Zoom in: The average float-to-market cap rate has trended lower over the past five years, according to Renaissance Capital.

  • In 2019, the average float was 18.2%; in 2020, 16.3%; in 2021, 14.4%, and last year, it was 10.4%.
  • The average float rate did tick up this year though, with companies offering an average float to a market cap of 14.4%.

The big picture: Secondaries are creeping back up now.

  • Through July 15, U.S.-listed companies have sold stock worth more than $51.8 billion through secondary, or follow-on, offerings, according to Refinitiv.
  • By comparison, companies sold around $58.8 billion worth of stock in secondary offerings for all of 2022.

What we're watching: Secondary offerings can also be a bellwether for the IPO market.

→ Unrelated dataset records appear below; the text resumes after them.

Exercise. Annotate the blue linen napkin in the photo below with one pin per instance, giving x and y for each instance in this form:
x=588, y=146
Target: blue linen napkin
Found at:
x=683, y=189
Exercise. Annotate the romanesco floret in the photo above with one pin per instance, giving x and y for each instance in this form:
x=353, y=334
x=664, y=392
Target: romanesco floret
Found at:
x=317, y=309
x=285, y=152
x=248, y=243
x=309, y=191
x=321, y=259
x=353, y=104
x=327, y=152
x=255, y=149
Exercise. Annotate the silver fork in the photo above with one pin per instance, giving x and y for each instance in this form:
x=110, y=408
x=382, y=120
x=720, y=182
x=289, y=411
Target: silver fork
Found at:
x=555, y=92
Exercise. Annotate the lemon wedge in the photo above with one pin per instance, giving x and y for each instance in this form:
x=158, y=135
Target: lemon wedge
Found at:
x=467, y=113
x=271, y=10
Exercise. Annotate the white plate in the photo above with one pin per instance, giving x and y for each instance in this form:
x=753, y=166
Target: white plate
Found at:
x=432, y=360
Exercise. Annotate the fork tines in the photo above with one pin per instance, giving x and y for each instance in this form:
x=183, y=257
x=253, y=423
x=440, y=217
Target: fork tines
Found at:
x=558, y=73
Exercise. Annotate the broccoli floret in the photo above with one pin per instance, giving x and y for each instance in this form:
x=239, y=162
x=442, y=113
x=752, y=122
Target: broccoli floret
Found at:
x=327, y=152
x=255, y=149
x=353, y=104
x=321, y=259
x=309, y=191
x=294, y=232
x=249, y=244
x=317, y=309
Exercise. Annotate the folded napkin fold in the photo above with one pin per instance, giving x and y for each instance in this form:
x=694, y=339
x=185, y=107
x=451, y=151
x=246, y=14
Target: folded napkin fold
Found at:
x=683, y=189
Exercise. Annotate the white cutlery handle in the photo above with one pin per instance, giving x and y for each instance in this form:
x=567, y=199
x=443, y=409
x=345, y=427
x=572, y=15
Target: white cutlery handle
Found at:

  • "Follow-ons have led the opening of the public financing market, which is typical coming out of a downturn, and the after-market performance of these offerings, along with the broader lift in the equity valuations," says Steve Maletzky, a managing director and the group head of capital markets for William Blair.
  • Several consumer companies issued follow-on offerings in the months before Cava's blockbuster IPO in June.
  • They include restaurant chain Portillo's, coconut water company Vita Coco, mattress maker Purple Innovation, sushi chain Kura Sushi, and Solo Brands.

Yes but: "The strategy of limiting IPO size and post-deal float to create scarcity and price tension is present in most market cycles," Maletzky says.

  • This is in part because companies are advised to be prudent on dilution when selling their shares in the primary market — and to be prudent on liquidity when selling in the secondary market, Maletzky says.
  • Once the "valuation seasoning occurs," companies can go back to the market with secondaries.

The bottom line: Consumer companies who expect a successful IPO and positive post-listing performance may "leave a little bit of money on the table in the IPO because they know they'll get it back in the secondary," says Barrett Daniels, a U.S. IPO services co-leader at Deloitte.